In the early days of the United States, the prevailing mindset was to go out and tame the landscape, to exploit it and conquer it for personal gain and wealth. It's regrettable that some still hold to this idea today. But even then, some realized that certain places were special, almost mystical or religuous in quality. Everyone knows at least some of John Muir, but there is so much more to learn from watching this series. Yes, Ansel Adams is here too, but so are less known names such as James Mason Hutchings, Frederick Olmsted, Harold Ickes, and countless others.
Burns had been making the rounds of talk shows leading up to the debut of The National Parks. His standard delivery always included noting how remarkable it is that the Grand Canyon isn't lined by mansions and that Yellowstone hadn't been turned into "Geyser World" amusement park. If this sounds more like hyperbole than honest speculation to you, you need to become more familiar with the early days of Niagara Falls. What Burns supposes could well have been had it not been for the accumulated efforts of those with higher ideals.
The national parks are truly democratic in origin and purpose. "For the first time in human history," says Burns, "land was set aside, not for kings and noblemen, not for the rich, but for everybody in all time." In one episode, President Roosevelt proudly states that "the country belongs to the people. They are not for the rich alone." Given the bickering of politics today, the series will hopefully serve as a wakeup call for what is possible when people look beyond immediate profit taking and exploitation and look instead to how they can be good stewards for coming generations. I told you, inspiring stuff.
Then as now, things weren't always easy. Franklin Roosevelt was vilified by ranchers and business interests for his efforts to expand Grand Teton National Park. Sometimes powerful interests did prevail as happened with the damming of Hetch Hetchy, but in the long view the democratic ideals embodied in even having national parks has won out. Let's hope it continues to in the future.

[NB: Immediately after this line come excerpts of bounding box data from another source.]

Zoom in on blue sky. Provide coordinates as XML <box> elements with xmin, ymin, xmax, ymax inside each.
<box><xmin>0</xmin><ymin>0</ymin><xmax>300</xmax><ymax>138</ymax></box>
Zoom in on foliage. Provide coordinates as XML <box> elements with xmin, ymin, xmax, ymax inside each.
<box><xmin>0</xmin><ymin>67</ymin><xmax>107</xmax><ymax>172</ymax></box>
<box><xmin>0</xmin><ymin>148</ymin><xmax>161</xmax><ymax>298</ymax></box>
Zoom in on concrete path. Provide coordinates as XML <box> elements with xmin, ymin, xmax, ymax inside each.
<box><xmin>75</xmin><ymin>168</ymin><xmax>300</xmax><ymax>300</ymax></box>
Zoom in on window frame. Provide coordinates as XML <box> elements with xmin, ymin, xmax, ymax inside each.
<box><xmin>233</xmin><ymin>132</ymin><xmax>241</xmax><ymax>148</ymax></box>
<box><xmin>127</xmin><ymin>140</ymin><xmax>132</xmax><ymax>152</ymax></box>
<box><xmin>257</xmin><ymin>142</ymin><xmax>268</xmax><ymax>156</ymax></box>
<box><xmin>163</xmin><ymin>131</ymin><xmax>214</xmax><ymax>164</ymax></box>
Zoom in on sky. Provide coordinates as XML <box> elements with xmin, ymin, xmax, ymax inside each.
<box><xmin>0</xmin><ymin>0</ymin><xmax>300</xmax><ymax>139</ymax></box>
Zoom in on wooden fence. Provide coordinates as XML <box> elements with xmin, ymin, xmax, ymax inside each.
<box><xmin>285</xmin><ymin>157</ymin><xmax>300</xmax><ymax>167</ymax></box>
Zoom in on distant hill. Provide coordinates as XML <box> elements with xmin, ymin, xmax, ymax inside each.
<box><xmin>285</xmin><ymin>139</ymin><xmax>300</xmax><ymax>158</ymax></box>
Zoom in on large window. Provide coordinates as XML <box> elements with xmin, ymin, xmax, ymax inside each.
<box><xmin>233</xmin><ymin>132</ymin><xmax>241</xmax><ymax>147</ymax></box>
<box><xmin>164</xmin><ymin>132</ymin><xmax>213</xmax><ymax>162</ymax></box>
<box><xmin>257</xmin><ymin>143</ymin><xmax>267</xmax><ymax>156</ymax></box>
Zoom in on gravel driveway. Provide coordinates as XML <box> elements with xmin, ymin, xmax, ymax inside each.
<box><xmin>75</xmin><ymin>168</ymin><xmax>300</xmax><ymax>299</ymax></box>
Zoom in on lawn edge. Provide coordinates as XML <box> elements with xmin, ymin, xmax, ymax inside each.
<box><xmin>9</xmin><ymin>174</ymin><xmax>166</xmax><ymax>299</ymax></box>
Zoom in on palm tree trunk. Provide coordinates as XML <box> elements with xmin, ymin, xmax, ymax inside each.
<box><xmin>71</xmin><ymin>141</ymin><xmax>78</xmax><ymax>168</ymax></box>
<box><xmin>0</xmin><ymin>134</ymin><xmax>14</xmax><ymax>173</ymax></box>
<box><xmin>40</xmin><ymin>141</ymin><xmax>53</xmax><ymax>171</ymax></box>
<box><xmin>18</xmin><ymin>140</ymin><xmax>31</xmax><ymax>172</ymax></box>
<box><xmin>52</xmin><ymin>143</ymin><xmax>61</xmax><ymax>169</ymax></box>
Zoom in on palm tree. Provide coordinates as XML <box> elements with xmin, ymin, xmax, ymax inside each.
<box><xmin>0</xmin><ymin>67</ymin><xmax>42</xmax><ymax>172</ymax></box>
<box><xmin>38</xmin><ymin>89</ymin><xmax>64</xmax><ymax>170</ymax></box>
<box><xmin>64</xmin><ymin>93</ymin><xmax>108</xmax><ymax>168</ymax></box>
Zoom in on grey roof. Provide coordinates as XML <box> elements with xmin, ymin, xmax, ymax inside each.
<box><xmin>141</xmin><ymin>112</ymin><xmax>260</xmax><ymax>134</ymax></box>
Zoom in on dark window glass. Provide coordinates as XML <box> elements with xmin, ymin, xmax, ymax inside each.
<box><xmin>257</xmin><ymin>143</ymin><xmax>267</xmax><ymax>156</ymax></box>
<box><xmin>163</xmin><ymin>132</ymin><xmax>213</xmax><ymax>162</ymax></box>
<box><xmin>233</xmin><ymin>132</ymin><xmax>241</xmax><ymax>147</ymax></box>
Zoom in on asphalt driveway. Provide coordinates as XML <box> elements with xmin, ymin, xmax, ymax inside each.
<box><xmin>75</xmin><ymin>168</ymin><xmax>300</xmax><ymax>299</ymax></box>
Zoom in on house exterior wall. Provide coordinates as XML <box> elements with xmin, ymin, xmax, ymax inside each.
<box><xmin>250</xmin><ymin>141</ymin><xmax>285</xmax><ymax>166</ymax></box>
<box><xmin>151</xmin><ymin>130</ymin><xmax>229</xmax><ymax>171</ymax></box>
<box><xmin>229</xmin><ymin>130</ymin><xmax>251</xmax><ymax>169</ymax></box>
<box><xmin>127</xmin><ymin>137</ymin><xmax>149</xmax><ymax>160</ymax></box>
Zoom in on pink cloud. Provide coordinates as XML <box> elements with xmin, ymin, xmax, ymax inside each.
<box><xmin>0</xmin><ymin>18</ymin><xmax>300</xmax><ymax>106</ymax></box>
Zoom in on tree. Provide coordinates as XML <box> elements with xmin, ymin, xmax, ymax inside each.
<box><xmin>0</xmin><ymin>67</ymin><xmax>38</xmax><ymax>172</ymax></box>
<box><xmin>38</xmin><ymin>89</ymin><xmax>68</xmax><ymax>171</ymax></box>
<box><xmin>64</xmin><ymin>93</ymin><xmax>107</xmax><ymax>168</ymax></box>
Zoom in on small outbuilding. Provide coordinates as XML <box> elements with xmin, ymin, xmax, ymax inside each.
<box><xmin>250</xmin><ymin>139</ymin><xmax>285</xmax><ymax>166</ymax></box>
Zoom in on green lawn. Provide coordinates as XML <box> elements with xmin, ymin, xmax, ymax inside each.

Photography has the power to convey feelings and emotion. It has the power to persuade. It can connect with a place in people deeper than short term needs and wants. Coupled with the persuasive stories of the ordinary yet remarkable people who made the national parks possible and made sure they grew and prospered against all odds, Burns and Duncan have created a remarkable documentary.
If you missed any of the series, the DVD is scheduled to be released this week. You can also catch full episodes online right now on PBS's website.
Ken Burns' Civil War, Jazz, Baseball and other documentaries were extremely well done too, but none were really my cup of tea in the same way this one is. For me, with his look at the National Parks, he's had his best idea yet. If you have in interest in nature photography or the national parks, you need to see it.
Update 11/26/2009 - The reviews of Ken Burns' National Parks have mostly been quite favorable, but reviewers who were less kind seem to have wanted just to see beautiful imagery of the parks with no back story — some sort of HDTV travel guide of calendar images with plenty to look at but nothing that makes you think. One disappointed review on Amazon that caught my eye claims the series "is not really about the National Parks, it is about the people and the politics related to the history of the National Parks," going on to opine that there's a big difference between the two. Such thinking puzzles me. After all, while all that beautiful scenery scattered around the country had nothing to do with the people and politics that preserved it as national parks, it's not as if it was a foregone conclusion that you and I and generations to come would be able to enjoy that scenery. Without those people and politics I suspect many of these sites would be reserved for the few, locked behind gated communities, or in some cases bulldozed entirely to make way for "progress." While some don't want to admit it, the politics and the parks are inseparable. Without one we almost certainly would not have had the other, at least to the extent we enjoy today. Willfully or not, visiting national parks without wanting to understand how that came to be possible is simply shortsighted.